Integrate Kreuzberg document intelligence extraction pipelines with SurrealDB.
Kreuzberg is a polyglot document intelligence framework that allows you to extract text, metadata, images, and structured information from PDFs, Office documents, images, and 91+ formats.
The kreuzberg-surrealdb package connects Kreuzberg's document extraction pipeline to SurrealDB. It handles schema creation, content deduplication, optional chunking and embedding, and index configuration.
How it works
Extract — Kreuzberg parses the source documents and runs OCR where needed.
Connect — The connector receives the extracted output and manages the SurrealDB connection.
Store — Each document is hashed (SHA-256) for deduplication, optionally chunked and embedded, then written to SurrealDB under an auto-generated schema.

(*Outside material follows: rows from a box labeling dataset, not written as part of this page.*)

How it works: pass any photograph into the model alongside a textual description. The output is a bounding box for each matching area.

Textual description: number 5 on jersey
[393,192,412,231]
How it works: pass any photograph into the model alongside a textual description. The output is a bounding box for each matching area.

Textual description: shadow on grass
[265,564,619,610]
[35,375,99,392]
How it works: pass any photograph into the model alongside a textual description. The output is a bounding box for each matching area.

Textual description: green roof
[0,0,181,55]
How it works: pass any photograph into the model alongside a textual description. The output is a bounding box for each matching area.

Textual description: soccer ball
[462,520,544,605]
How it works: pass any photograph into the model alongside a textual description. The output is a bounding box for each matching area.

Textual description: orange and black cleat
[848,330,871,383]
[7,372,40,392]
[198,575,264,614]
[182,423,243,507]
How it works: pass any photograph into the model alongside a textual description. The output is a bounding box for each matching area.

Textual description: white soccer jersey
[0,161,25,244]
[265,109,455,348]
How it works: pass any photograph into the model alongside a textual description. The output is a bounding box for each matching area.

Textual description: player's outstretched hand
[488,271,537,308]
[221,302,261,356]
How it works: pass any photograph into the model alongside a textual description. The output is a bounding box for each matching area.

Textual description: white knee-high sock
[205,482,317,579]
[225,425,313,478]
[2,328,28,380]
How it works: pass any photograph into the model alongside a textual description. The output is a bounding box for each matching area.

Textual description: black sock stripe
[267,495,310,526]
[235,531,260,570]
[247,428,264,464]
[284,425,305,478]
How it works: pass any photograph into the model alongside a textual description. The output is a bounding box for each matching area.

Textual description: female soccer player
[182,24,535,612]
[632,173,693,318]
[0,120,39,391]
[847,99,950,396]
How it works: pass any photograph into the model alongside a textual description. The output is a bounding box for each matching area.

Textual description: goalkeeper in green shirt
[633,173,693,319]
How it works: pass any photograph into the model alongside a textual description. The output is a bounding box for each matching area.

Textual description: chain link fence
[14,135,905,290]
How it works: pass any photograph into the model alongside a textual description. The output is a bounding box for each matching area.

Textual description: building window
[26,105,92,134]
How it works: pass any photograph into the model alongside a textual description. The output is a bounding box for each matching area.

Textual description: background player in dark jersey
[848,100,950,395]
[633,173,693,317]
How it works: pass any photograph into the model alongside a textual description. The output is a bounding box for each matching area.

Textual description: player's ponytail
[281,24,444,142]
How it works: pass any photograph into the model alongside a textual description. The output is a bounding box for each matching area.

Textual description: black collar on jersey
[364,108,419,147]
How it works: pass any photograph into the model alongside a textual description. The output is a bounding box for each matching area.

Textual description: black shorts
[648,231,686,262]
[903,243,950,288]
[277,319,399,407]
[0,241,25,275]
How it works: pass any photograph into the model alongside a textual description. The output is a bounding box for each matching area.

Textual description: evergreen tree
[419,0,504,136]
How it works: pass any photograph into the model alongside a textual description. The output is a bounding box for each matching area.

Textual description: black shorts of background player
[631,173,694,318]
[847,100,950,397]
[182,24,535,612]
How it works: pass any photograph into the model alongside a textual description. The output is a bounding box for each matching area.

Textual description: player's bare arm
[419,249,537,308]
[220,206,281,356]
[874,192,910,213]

Search — Full-text (BM25), vector (HNSW), and hybrid (RRF) search are available immediately after ingestion.
Key capabilities
Schema management — setup_schema() creates tables, indexes, and analyzers. No manual DDL required.
Deduplication — Deterministic record IDs derived from content hashes prevent duplicate rows across ingestion runs.
Flexible ingestion — Single files, file lists, directories (with glob), or raw bytes.
Extraction control — Pass Kreuzberg's ExtractionConfig to set OCR behavior, output format, and quality processing.
Batch tuning — Adjust insert_batch_size to balance throughput against memory usage.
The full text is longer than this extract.